Coming back to it - what about the "polypill" :)? What's different vs the
"common.sql" way of doing it ? How do we think it can work ?

On Thu, Feb 22, 2024 at 1:58 PM Jarek Potiuk <ja...@potiuk.com> wrote:

> > The symbolic link approach seems to disregard all the external
> providers, unless I misunderstand it.
>
> Not really. It just does not make it easy for the external providers to
> use it "fast".  They can still - if they want to just manually copy those
> utils from the latest version of Airflow if they want to use it. Almost by
> definition, those will be small, independent modules that can be simply
> copied as needed by whoever releases external providers - and they are also
> free to copy any older version if they want.

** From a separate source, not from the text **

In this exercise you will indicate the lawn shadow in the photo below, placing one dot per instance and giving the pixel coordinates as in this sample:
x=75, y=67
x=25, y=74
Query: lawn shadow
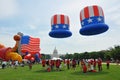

That is a nice feature that
> makes them fully decoupled from the version of Airflow they are installed
> in (same as community providers). Or - if they want they can just import
> them from "airflow.provider_utils" - but then they have to add >= Airflow
> 2.9 if that util appeared in Airflow 2.9 (which is the main reason we want
> to use symbolic links - because due to our policies and promises, we do not
> want community providers to depend on latest version of Airflow in vast
> majority of cases.
>
> So this approach is also fully usable by external providers, but it
> requires some manual effort to copy the modules to their providers.
>
> > I like the polypill idea. A backport provider that brings new interfaces
> to providers without the actual functionalities.
>
> I would love to hear more about this, I think the "common.util" was
> exactly the kind of polyfill approach (with its own versioning
> complexities) but maybe I do not understand how such a polyfill provider
> would work. Say we want to add a new "urlparse" method usable for all
> providers. Could you explain how it would work - say:
>
> * we add "urlparse" in Airflow 2.9
> * some provider wants to use it in Airflow 2.7
>
> What providers, with what code/interfaces we would have to release in this
> case and what dependencies such providers that want to use it (both
> community and Airflow should have)? I **think** that would mean exactly the
> "common.<something>" approach we already have with "io" and "sql", but
> maybe I do not understand it :)
>
> On Thu, Feb 22, 2024 at 1:45 PM Tzu-ping Chung <t...@astronomer.io.invalid>
> wrote:
>
>> I like the polypill idea. A backport provider that brings new interfaces
>> to providers without the actual functionalities.
>>
>>
>> > On 22 Feb 2024, at 20:41, Maciej Obuchowski <mobuchow...@apache.org>
>> wrote:
>> >
>> >> That's why I generally do
>> > not like the "util" approach because common packaging introduces
>> > unnecessary coupling (you have to upgrade independent utils together).
>> >
>> > From my experience with releasing OpenLineage where we do things
>> similarly:
>> > I think that's the advantage of it, but only _if_ you can release those
>> > together.
>> > With "build-in" providers it makes sense, but could be burdensome if
>> > "external"
>> > ones would depend on that functionality.
>> >
>> >> I know it's not been the original idea behind providers, but - after
>> > testing common.sql and now also having common.io, seems like more and
>> more
>> > we would like to extract some common code that we would like providers
>> to
>> > use, but we refrain from it, because it will only be actually usable 6
>> > months after we introduce some common code.
>> >
>> > So, maybe better approach would be to introduce the functionality into
>> > core,
>> > and use common.X provider as "polyfill" (to borrow JS nomenclature)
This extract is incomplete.